Why Did Nifty 50 Q3 Profits Decline After 13 Quarters Despite Revenue Growth?
Synopsis
Key Takeaways
Mumbai, Feb 20 (NationPress) The earnings of Nifty 50 companies experienced a year-on-year decline in the December quarter for the first time in 13 quarters, even as top-line growth rebounded to double digits, according to industry data.
When excluding banks, financial services, and oil and gas companies, overall revenue increased by 10 percent during the quarter — marking the first double-digit rise since the March 2023 quarter. However, overall profits suffered due to a one-time accounting effect stemming from India's new Labour Codes.
Operating profits rose by 7.5 percent year-on-year, an improvement from 6.1 percent in the September quarter and 5 percent a year prior.
Despite the revenue increase, the aggregate net profit for 37 Nifty 50 firms fell by 8.1 percent compared to the previous year, indicating the first instance of negative profit growth since the September 2022 quarter, according to industry statistics.

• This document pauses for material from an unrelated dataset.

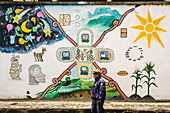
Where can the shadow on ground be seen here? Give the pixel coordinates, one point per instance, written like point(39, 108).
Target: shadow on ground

Analysts pointed to the decline in profits as a result of the one-time accounting impact from India's new labour codes, which mandate that basic salary constitute 50 percent of the total cost-to-company, alongside increases in gratuity provisions. These Labour Code changes are estimated to have reduced overall profit after tax by about 5 percent, with the technology sector projected to experience a 13 percent drop.
Meanwhile, revenue growth sped up sequentially in Q3 FY26, rising from 16 percent to 20 percent, notably following the implementation of the goods and services tax (GST) reduction.
The transition to the new labour code began in November and introduced modifications regarding wages, workplace safety, and social security.
TCS, Infosys, and HCL collectively faced over Rs 4,373 crore in one-time expenses related to the implementation of the new rules, which contributed to a double-digit decrease in profits for the quarter, according to several reports.
In the banking sector, the Reserve Bank of India's (RBI) actions regarding priority sector lending and adjustments in the agricultural portfolio impacted earnings, though analysts suggested these were temporary issues.